On immigration, Ms. Martínez noted that “Latino voters know the difference between those who mean us harm and those who are contributing to the fabric of our nation.” She said they want a candidate who’ll deliver both “relief for the long-residing undocumented population” and a crackdown on “human smugglers and drug traffickers.”

The president of BSP Research, Gary Segura, wrote alongside Ms. Martínez that Republicans “are held in generally lower regard” than Democrats “and garner trust only on issues of inflation and border.” But “both parties,” he said, “clearly have work to do to attract a larger share of this fast-growing electorate.”

Complicating analysis of what Hispanic voters want, UnidosUS found that “23 percent of Latino voters are eligible to vote for president for the first time” this year and 37 percent have gained the franchise since Trump’s first election. Being new to casting a ballot may mean they’re hungry to participate, and candidates will have to fill that need.

However, Ms. Martínez said that UnidosUs found “only 23 percent of Latino voters say they have heard from Democrats and 16 percent from Republicans.” This represents an opportunity to fill in the blanks, one Ms. Harris is seeking to meet with a blitz of ads on Spanish-language radio starting Sunday.

A senior Harris campaign official, NBC News reported, called the $3 million buy “among the largest and ‘most significant’ spending in Hispanic media ever.” It will target programs covering baseball, football, boxing, and soccer in areas the vice president needs to win.

Ms. Harris will also address the Congressional Hispanic Caucus Institute’s annual conference on Wednesday. Meanwhile, NBC News reports that her running mate, Governor Walz, “is expected to pitch Latino voters in swing states in the coming weeks” as will other surrogates.

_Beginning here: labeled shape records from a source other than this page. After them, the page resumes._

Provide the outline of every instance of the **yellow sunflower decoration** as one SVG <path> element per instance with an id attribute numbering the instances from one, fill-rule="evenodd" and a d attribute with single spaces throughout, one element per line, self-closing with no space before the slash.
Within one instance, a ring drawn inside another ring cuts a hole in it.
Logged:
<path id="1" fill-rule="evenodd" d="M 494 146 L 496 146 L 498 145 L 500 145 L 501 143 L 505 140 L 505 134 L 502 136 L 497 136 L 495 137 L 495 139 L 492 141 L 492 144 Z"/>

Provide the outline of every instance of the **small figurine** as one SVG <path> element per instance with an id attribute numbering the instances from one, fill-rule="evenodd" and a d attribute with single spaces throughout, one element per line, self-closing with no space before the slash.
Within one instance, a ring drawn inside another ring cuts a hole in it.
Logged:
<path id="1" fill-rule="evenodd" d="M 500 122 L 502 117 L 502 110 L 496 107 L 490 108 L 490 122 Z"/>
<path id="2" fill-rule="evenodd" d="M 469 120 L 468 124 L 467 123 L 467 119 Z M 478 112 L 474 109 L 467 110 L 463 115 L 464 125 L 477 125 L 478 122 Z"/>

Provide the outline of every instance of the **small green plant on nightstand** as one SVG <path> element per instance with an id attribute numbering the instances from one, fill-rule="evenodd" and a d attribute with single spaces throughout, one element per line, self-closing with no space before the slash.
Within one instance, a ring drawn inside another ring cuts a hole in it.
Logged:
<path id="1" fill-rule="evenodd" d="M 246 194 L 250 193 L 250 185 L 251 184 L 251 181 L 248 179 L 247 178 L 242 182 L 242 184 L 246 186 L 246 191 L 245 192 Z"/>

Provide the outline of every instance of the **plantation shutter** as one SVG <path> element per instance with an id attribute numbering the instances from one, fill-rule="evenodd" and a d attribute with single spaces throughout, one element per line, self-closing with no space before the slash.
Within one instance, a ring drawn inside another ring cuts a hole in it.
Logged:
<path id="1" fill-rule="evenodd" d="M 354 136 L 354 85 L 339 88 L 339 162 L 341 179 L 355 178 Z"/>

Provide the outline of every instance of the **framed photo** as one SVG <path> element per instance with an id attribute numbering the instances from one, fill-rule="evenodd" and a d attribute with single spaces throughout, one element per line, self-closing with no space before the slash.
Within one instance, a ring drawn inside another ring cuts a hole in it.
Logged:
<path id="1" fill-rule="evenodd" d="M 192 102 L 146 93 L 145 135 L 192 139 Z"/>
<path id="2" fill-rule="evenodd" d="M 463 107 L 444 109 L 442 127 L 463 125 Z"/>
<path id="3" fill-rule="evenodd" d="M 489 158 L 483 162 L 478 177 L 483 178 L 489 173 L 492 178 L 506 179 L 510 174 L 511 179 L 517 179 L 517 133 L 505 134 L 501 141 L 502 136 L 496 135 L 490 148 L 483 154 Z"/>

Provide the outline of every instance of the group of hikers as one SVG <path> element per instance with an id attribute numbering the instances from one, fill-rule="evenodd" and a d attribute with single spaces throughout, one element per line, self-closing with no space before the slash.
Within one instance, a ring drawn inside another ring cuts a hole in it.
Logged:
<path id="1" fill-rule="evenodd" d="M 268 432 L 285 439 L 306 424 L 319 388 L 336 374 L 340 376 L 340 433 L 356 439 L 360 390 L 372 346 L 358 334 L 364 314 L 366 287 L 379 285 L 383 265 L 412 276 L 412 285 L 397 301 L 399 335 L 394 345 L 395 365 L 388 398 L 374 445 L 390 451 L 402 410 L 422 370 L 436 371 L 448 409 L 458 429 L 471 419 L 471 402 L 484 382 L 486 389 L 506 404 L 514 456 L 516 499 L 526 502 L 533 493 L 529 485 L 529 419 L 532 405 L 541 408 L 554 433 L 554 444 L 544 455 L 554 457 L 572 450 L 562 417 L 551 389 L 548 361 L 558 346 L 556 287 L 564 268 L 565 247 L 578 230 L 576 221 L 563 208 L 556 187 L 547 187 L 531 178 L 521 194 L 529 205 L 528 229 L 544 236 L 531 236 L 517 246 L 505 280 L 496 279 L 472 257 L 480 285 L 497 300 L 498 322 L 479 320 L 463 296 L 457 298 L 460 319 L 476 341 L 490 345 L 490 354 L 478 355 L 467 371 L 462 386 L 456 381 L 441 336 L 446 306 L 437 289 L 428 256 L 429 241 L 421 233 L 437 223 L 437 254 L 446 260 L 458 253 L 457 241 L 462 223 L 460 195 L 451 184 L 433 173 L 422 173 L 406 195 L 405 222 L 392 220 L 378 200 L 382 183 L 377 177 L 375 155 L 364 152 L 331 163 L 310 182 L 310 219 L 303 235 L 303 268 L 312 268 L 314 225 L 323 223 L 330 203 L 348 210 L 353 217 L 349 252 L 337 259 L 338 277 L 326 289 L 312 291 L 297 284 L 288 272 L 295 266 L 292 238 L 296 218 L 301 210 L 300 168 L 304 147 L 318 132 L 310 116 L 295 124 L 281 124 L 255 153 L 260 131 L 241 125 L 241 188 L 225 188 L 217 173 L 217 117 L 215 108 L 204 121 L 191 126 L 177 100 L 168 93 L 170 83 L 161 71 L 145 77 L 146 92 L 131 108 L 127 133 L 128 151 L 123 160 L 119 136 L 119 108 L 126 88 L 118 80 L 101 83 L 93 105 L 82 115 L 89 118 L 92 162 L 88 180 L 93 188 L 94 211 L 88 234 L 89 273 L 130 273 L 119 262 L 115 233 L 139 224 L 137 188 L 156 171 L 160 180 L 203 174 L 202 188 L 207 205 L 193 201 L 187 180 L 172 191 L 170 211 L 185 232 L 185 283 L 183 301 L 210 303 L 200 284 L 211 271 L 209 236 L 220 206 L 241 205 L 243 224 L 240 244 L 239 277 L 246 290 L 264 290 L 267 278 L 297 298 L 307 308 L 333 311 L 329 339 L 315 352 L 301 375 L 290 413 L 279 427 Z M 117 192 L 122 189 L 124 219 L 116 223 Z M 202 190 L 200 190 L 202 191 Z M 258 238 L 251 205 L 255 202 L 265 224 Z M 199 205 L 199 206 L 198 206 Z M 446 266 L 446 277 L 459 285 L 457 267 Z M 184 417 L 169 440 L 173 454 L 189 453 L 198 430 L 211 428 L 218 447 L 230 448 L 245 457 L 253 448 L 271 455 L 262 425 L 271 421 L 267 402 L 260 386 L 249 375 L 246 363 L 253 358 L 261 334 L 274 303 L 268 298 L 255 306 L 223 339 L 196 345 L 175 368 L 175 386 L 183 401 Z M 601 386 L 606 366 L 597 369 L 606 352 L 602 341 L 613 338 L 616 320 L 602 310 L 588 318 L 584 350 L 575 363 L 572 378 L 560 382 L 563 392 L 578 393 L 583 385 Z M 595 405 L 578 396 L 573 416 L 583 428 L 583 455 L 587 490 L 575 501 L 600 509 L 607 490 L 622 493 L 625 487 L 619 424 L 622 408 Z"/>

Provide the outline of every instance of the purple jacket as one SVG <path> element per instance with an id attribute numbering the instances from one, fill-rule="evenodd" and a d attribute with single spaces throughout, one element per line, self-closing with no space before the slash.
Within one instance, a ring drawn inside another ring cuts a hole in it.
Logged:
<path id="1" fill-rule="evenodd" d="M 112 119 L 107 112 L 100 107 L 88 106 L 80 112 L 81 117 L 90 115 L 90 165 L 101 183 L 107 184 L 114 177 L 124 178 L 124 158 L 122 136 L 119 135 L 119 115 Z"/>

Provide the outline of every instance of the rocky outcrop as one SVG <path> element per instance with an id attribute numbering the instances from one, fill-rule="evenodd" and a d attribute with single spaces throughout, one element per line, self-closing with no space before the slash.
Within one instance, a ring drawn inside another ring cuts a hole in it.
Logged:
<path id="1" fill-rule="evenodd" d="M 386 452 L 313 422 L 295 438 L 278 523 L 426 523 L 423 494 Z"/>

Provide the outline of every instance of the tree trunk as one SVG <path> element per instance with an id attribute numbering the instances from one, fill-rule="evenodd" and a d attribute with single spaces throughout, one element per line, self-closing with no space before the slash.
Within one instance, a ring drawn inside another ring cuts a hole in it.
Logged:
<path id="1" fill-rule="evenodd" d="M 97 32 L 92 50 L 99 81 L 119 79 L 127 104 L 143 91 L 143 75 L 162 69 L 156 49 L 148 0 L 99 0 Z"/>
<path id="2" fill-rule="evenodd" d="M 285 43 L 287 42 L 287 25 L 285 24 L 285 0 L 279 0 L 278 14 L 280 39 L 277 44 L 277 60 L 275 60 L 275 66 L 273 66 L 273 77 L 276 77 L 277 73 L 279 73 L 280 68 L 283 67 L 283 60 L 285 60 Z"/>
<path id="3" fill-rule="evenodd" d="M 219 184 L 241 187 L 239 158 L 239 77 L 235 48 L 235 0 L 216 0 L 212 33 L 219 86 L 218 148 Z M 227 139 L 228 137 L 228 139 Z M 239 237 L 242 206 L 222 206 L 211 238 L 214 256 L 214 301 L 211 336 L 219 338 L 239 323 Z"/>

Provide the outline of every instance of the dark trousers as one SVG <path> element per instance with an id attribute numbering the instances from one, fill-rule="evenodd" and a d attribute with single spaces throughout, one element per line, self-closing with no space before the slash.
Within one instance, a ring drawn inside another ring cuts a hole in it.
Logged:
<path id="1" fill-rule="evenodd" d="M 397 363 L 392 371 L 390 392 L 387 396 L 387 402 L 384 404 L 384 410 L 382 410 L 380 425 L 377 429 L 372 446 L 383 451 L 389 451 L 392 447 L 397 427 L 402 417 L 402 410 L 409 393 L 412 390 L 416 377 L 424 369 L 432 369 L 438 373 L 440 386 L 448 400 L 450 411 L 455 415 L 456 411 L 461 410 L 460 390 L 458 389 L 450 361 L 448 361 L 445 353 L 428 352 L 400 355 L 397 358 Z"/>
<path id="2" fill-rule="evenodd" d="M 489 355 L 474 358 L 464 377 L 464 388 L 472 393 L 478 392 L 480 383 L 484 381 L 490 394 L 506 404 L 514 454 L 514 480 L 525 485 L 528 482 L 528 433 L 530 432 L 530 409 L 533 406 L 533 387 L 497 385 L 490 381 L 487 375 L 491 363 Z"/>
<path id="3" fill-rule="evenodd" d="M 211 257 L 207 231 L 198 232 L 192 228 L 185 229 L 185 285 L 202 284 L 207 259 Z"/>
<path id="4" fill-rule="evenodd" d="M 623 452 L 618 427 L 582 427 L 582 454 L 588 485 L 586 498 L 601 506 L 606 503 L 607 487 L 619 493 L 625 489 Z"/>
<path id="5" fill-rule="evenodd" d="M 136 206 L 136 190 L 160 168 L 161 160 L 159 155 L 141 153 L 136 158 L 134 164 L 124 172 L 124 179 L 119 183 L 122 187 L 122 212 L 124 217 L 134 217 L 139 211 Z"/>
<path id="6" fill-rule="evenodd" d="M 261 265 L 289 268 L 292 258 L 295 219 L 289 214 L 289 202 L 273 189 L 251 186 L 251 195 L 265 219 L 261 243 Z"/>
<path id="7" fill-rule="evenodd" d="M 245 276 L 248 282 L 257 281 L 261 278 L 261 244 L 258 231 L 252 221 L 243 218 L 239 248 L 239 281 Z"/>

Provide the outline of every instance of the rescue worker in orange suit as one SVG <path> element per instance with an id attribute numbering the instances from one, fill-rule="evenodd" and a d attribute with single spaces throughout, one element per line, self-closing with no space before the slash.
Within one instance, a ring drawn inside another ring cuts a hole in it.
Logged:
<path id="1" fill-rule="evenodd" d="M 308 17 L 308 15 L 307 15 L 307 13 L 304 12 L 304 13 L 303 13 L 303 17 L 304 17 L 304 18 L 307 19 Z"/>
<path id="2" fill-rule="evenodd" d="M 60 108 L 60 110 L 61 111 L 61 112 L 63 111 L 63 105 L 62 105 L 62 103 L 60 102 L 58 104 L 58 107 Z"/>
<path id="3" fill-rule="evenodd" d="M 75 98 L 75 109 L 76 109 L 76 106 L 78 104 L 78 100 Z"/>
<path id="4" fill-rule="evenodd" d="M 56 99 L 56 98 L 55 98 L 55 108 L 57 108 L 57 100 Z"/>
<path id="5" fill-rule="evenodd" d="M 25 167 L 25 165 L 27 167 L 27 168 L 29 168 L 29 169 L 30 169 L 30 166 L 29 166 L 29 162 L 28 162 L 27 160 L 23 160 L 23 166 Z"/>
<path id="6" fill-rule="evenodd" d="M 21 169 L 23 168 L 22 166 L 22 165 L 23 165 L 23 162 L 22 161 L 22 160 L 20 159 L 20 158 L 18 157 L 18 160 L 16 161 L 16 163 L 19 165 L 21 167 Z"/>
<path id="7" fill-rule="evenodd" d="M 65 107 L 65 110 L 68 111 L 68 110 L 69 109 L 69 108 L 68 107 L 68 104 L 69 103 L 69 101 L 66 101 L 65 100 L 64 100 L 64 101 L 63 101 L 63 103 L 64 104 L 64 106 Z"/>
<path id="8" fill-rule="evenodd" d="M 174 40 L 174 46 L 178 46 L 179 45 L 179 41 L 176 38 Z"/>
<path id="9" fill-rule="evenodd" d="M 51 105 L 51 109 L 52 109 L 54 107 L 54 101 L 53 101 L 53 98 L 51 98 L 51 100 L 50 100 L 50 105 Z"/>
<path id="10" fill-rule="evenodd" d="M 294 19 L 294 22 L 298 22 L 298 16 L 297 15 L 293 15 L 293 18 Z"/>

Early voting will begin soon in battleground states with large Latino populations. These include Arizona, where a quarter of voters are Hispanic, and Nevada, where one-in-five is. In Pennsylvania, which Mr. Biden won by just 80,000 votes, they make up six percent of those eligible.

Hispanics are a diverse voting group reflective of the broader American electorate. They’re putting the candidates on notice that their support must be earned not assumed. How well Trump and Ms. Harris pitch without pandering will decide if this Hispanic Heritage Month goes down as the one that picks a president.